Варвару быстро заклевали, и она побежала жаловаться мужу.
— А может быть, так надо, — ответил муж, поднимая фараонскую бороду, — может, устами простого мужика Митрича говорит великая сермяжная правда. Вдумайся только в роль русской интеллигенции, в ее значение.
В тот великий день, когда ледоколы достигли, наконец, палатки Севрюгова, гражданин Гигиенишвили взломал замок на севрюговской двери и выбросил в коридор все имущество героя, в том числе висевший на стене красный пропеллер. В комнату вселилась Дуня, немедленно впустившая к себе за плату шестерых коечников. На завоеванной площади всю ночь длился пир. Никита Пряхин играл на гармонии, и камергер Митрич плясал «русскую» с пьяной тетей Пашей.

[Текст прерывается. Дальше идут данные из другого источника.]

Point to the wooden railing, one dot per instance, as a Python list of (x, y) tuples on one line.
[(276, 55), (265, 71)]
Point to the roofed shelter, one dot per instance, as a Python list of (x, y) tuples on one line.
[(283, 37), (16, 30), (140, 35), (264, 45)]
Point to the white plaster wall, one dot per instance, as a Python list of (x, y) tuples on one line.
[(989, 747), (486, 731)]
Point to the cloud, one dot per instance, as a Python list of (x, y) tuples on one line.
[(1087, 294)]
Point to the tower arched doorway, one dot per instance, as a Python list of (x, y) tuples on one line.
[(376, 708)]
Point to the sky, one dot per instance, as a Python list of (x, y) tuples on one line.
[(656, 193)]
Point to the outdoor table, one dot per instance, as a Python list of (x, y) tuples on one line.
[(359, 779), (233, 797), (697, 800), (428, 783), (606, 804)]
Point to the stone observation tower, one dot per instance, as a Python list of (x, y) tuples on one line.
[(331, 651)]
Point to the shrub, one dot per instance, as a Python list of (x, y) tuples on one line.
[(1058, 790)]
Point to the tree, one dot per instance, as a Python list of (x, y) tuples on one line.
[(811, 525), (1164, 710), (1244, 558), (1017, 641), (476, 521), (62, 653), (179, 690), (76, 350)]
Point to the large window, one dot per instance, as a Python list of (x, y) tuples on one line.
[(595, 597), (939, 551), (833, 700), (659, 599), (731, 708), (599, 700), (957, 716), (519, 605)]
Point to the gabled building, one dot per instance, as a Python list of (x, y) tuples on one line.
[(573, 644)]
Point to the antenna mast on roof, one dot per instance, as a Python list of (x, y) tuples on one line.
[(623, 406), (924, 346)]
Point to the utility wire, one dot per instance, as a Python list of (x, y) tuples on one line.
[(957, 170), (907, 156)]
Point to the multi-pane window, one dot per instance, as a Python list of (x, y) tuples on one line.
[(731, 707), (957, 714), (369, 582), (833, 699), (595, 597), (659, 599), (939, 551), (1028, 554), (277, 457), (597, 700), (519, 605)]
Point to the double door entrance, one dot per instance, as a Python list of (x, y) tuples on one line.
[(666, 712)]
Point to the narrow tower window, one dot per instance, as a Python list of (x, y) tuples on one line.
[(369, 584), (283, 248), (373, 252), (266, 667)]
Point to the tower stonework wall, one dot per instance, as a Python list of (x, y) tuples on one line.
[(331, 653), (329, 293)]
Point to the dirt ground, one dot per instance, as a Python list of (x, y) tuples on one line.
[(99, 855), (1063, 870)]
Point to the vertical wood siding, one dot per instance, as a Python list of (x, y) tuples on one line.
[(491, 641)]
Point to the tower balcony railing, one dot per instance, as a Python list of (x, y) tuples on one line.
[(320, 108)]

Будь у Севрюгова слава хоть чуть поменьше той всемирной, которую он приобрел своими замечательными полетами над Арктикой, не увидел бы он никогда своей комнаты, засосала бы его центростремительная сила сутяжничества, и до самой своей смерти называл бы он себя не «отважным Севрюговым», не «ледовым героем», а «потерпевшей стороной». Но на этот раз «Воронью слободку» основательно прищемили. Комнату вернули (Севрюгов вскоре переехал в новый дом), а бравый Гигиенишвили за самоуправство просидел в тюрьме четыре месяца и вернулся оттуда злой, как черт.
Именно он сделал осиротевшему Лоханкину первое представление о необходимости регулярно тушить за собою свет, покидая уборную. При этом глаза у него были решительно дьявольские. Рассеянный Лоханки не оценил важности демарша, предпринятого гражданином Гигиенишвили, и таким образом проморгал начало конфликта, который привел вскоре к ужасающему, небывалому даже в жилищной, практике событию.